このように、城東区は大阪市内で最も人口密度が高く、東淀川区も市全体の平均を少し上回る水準です。特に狭い面積に多くの人が住む地域として注目に値します。


人口密度と不動産価格の関係性を読み解く

まず、大阪市全体の不動産価格の最新動向をご紹介します。令和7年(2025年)の基準地価において、大阪市の平均は1㎡あたり約118万3千円、坪単価に換算すると約391万円です。前年からの変動率は+8.63%と、全国でも上位に位置しています。また、公示地価の平均は1㎡あたり約106万円、坪単価約350万円で、同じく+8.23%の上昇です。住宅地は坪単価約93~95万円、商業地は坪単価約700万円超、いずれも上昇傾向が顕著です。

次に、人口密度が高い区と不動産価格の相関を見てみましょう。大阪市内で特に人口密度が高い区には、城東区や西区などがありますが、城東区は全国政令指定都市内でも2番目に高く、東京都特別区を含めても上位に入ります。 一方で、これらの高密度区では商業地や住宅地の地価上昇が目立ち、利便性を背景に価格上昇が進んでいる傾向がうかがえます(詳細な坪単価データは前述)。


実際に過去から現在までの地価推移を見ると、不動産価格は長期的には上昇傾向にあり、特に商業地は基準地価・公示地価ともに上昇幅が大きくなっています。たとえば、過去の最高値と比べると依然下回っているものの、近年は再び回復傾向が強まっており、購入のタイミングを見極める意義があります。

下表では、住宅地・商業地に分けて大阪市の基準地価・公示地価の坪単価と変動率を整理しています。

用途坪単価(基準地価)前年比変動率(基準地価)坪単価(公示地価)前年比変動率(公示地価)
住宅地約95万円+6.09%約93万円+5.77%
商業地約718万円+11.14%約740万円+11.58%
総平均約391万円+8.63%約350万円+8.23%

表に示したように、大阪市の不動産価格は用途によって大きく差がありますが、いずれも上昇傾向であることが分かります。特に商業地の上昇は著しく、人口密度の高いエリアでは利便性の高さが価格に反映されているといえます。


高人口密度エリアでの不動産購入が狙い目となる理由

まず第一に、高い人口密度を誇るエリアは、交通利便性や生活施設の充実度が高いため、日常生活が非常に快適である点が大きな魅力です。たとえば城東区は交通網が整っており、複数の鉄道路線が利用可能です。このような利便性から住宅需要が安定し、不動産の資産価値が保たれやすくなります。さらに、こうしたエリアでは再開発が進み、将来的な街の魅力向上が見込まれるため、中長期的に見て住みやすさと資産性の両面に優れる選択肢となります。こういった理由から、高い人口密度を有するエリアは、不動産購入の狙い目として注目されているのです。


魅力(メリット)内容
利便性の高さ複数路線の利用や商業施設の充実により、通勤・生活の利便が高い。
資産性の安定人口流入や再開発により需要が堅調で、価格や賃料が下支えされやすい。
将来性再開発や社会資本整備により、都市としての魅力が継続的に高まり、安全性や快適性が向上する。

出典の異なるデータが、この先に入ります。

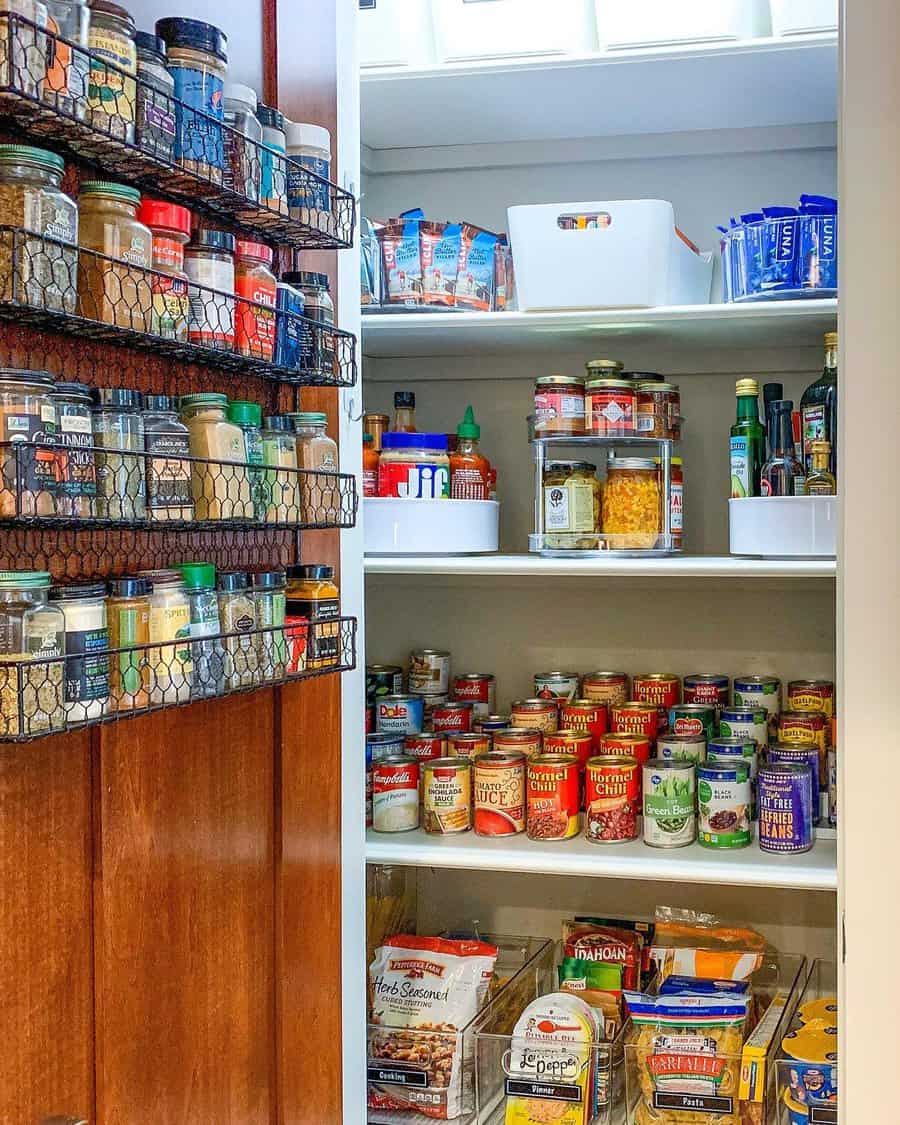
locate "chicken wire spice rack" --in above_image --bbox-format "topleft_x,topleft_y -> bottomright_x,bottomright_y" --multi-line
0,226 -> 358,387
0,618 -> 357,743
0,12 -> 356,250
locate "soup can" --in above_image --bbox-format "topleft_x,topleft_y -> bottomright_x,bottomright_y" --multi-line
422,758 -> 471,836
757,762 -> 813,853
584,755 -> 641,844
696,762 -> 753,849
644,758 -> 696,848
474,750 -> 525,836
375,695 -> 425,735
525,754 -> 582,840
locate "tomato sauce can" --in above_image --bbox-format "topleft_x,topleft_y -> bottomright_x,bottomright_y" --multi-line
584,755 -> 641,844
525,754 -> 582,840
474,750 -> 525,836
559,700 -> 610,752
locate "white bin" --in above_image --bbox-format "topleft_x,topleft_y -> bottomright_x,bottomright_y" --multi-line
595,0 -> 769,51
429,0 -> 594,62
507,199 -> 712,313
359,0 -> 434,68
772,0 -> 838,35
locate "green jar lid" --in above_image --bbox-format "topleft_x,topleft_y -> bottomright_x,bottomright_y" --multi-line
228,402 -> 262,426
80,180 -> 141,206
0,144 -> 65,172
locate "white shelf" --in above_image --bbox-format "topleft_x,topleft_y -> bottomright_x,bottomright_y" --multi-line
361,34 -> 838,150
362,298 -> 837,355
366,829 -> 837,891
365,553 -> 837,579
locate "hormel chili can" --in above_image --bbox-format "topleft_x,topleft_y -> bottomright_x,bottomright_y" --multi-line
525,754 -> 582,840
559,700 -> 610,750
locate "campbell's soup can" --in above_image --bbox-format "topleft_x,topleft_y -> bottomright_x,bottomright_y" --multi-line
453,672 -> 496,717
525,754 -> 582,840
372,755 -> 419,833
375,695 -> 425,735
474,750 -> 525,836
582,672 -> 630,708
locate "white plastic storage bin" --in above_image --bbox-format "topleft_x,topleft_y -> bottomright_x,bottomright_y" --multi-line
595,0 -> 765,51
728,496 -> 837,558
772,0 -> 838,35
429,0 -> 594,62
359,0 -> 434,68
507,199 -> 712,313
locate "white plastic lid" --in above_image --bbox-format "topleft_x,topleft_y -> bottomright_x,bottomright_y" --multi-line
285,122 -> 331,156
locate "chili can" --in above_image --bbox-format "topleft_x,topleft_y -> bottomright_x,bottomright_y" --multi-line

たとえば、大阪市全体では転入超過人口が続いており、2024年時点でも全国の政令指定都市の中で東京特別区部に次いで多い状況です。これは住宅需要が継続して高いことを示しています。さらに、同市の地価は2025年公示地価において住宅地が約4.5%、商業地が10.6%と、上昇傾向が顕著です。このような環境では、不動産の資産価値が保たれ、購入後の安心感にも繋がります。


まとめ

大阪市内で人口密度が特に高いエリアは、利便性や将来性の面で多くの魅力がある一方、地価の上昇や生活環境に関する注意点も存在します。人口が集まることで街の活気や再開発の可能性が生まれ、不動産購入を検討するうえで魅力的な選択肢となる一方、資金負担や混雑といった現実的な課題も無視できません。正しい情報やデータをもとに、将来の暮らしやすさ、資産性などをしっかりと見極めながら判断することが大切です。大阪市での不動産購入を考えている方は、今回ご紹介したポイントを参考に、ご自身のライフスタイルと照らし合わせて慎重に検討してみてください。